The Two Reference Bills
ERSE's standard reference baskets price the revision the way the household will read it on the boleto:
- Couple without children: +€0.91 per month — new average bill €17.38
- Family with two children: +€1.62 per month — new average bill €32.53
Both figures sit comfortably below the 2022/2023 step, when Ukraine-linked gas pricing forced average bills well above €20 for the couple basket and above €40 for the family basket, but they confirm that the post-war glide path back toward sub-€15 average regulated bills has stalled.
The Take-or-Pay Galp-Nigeria Legacy
The regulator's justification document threaded an unusual paragraph on the contractual frame that pre-dates the regulated tariff itself. ERSE flagged that the proposal is "conditioned by historical long-term contracting in take-or-pay regime, prior to market opening, between Galp and Nigeria" — a reference to the LNG offtake arrangement signed before liberalisation that still feeds a measurable share of Portugal's regulated-market supply.

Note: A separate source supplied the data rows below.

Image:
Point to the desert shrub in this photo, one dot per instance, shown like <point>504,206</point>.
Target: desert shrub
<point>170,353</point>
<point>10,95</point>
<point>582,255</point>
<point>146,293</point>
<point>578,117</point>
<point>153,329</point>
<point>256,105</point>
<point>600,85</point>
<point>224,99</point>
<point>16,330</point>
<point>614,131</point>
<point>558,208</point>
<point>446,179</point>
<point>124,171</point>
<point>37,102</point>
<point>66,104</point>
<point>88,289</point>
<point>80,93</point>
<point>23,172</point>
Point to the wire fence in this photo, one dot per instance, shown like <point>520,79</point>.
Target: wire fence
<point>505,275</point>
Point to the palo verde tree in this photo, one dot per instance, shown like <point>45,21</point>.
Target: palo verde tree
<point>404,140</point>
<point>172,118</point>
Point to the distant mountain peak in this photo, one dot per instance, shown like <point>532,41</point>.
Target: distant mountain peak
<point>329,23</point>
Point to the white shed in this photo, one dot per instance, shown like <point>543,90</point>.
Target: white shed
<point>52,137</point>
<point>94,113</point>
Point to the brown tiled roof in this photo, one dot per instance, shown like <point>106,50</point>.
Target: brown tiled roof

The clause works against ERSE on the way down (when global spot prices fall, the take-or-pay floor traps the regulated tariff above the market) and modestly in its favour on the way up (when spot prices spike, the legacy contract caps part of the regulated portfolio's exposure).
This year's revision sits in the "way up" phase. Middle East supply disruption — primarily the Strait of Hormuz risk premium and the Red Sea LNG routing detour — has driven European TTF prompt and forward prices materially above the 2024/2025 set-point that ERSE locked into last October. The 6.4% lift represents the regulator's pass-through of that move into the TUR for the year ahead.
Where the Lift Fits in the Energy-Cost Sequencing
For households tracking the full 2026 energy budget, the 1 October gas-tariff lift compounds with several other moving parts already in the diary. The ISP fuel-discount mechanism stepped down on 1 June (covered in our 29 May report), trimming diesel support to €43.80/1000L and gasoline to €42.10/1000L. Electricity tariffs are scheduled for their own ERSE revision in October. Brent's worst May since March 2020 (covered in our 31 May piece) provides a partial counterweight on the fuels side, but does not flow through to gas pricing on the regulated path.
What This Means for Expats on the Regulated Market
- If you sit on the TUR: The 1 October revision will appear on your November or December boleto depending on billing cycle. The Tarifa Social discount (-31.2%) is means-tested but worth checking against the ASCS thresholds if you are on Complemento Solidário para Idosos, RSI, or Subsídio Social de Desemprego.
- If you sit on the liberalised market: The 6.4% TUR move is a benchmark, not a guarantee. Comercializador contracts vary widely — Goldenergy, Iberdrola, EDP Comercial, Endesa and Galp Power each set their own indexing formulas. The October revision is the moment to compare offers using the ERSE simulator on poupaenergia.pt.
- If you are setting up a new contract: Our natural-gas connection guide walks through the Mibgas liberalised market, the comercializador choice, the Tarifa Social application, and the 24-month indexing clauses to read before signing.
The next data point is the formal ERSE deliberação, due in late September after the public consultation on the proposal closes. The 6.4% headline is the regulator's opening bid — historically the final number lands within 30 basis points of the proposal in either direction.